What is included in total football revenue is a moving target, as is just how big a business the NFL is.

But strictly for the purposes of this exercise, the NFL is currently estimated to be between a $14 billion and $15 billion business - and it was about a $10 billion business when the current CBA began, so let's say it has averaged about $11 billion a year over the first eight years of the deal.

The four points the players lost have cost them about $440 million per year, or a total of about $3.5 billion.

Nice work, NFLPA Executive Director DeMaurice Smith, who is somehow still leading the Association and heading up negotiations again.

The players have to know they aren't getting any of that money back, but they have to dig their heels in for the four points going forward, don't they?

The owners know the surest way to increase their revenue by at least 10 to 13 points a year is to swap two preseason games for an 18-game regular season.

The players' position remains no chance.

The players have also said they will not have another deal under which Roger Goodell gets to be judge, jury and executioner on the topics of player conduct and behavior.

The owners might move a bit here, but not in any way that is meaningful to their employees.

If there is anything the players should absolutely go to the wall for, it is healthcare for life once they are done playing.

They should get it, but the last owner I got to ask about that recently just looked at me and smiled.

Can today's players continue to have mirrors uncovered in their homes if they don't do more for players retired prior to 1993 desperate for some kind of healthcare and more compensation for disabilities including issues related to dementia or CTE?

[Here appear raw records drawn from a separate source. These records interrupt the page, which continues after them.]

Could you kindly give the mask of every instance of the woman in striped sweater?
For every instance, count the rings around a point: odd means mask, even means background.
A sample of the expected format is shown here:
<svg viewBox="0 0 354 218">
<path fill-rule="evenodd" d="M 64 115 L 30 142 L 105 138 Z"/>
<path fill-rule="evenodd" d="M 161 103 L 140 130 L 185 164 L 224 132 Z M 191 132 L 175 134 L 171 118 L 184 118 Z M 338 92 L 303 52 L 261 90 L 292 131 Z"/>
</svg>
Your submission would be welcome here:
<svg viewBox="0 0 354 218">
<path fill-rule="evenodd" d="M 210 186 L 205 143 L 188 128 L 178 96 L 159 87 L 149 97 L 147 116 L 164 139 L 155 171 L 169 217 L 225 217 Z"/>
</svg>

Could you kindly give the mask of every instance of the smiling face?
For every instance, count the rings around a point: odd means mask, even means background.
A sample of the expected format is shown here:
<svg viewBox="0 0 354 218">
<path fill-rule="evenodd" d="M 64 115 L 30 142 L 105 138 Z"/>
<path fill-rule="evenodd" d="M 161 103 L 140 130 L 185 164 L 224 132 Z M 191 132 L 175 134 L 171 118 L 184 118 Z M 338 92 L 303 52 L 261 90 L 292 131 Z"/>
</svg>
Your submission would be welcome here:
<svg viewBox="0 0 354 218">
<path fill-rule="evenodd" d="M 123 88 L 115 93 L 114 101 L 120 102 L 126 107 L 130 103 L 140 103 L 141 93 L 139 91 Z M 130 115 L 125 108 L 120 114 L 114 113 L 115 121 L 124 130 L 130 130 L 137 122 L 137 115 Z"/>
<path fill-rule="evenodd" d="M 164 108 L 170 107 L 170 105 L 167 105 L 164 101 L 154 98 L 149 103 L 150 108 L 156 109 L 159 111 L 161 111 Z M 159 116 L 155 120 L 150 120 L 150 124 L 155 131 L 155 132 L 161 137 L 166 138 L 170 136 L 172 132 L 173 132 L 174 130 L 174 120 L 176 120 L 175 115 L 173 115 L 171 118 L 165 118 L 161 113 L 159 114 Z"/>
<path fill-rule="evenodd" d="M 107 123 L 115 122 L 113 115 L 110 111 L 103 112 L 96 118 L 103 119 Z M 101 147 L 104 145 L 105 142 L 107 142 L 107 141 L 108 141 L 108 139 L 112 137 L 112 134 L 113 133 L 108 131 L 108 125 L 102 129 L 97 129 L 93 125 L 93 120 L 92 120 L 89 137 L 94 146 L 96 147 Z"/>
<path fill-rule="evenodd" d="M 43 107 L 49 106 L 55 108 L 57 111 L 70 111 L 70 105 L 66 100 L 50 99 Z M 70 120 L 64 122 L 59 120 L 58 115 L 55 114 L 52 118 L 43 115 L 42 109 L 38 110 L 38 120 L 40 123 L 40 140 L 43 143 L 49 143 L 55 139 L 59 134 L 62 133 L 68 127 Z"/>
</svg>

Those are just the big five, people. There are a host of other issues that, according to everybody I talk to on either side of the table, they are no closer on.

Nothing would make all of us happier than seeing these guys get this done quick and easy.

But combine the incompetence of Smith on behalf of the players, and the owners once again looking to not just win, but crush their employees on the next deal once again - not to mention the incredible arrogance on both sides - and there is about as much chance of that happening as there is of the Cardinals going to the Super Bowl this year.

The St. Louis baseball Cardinals that is.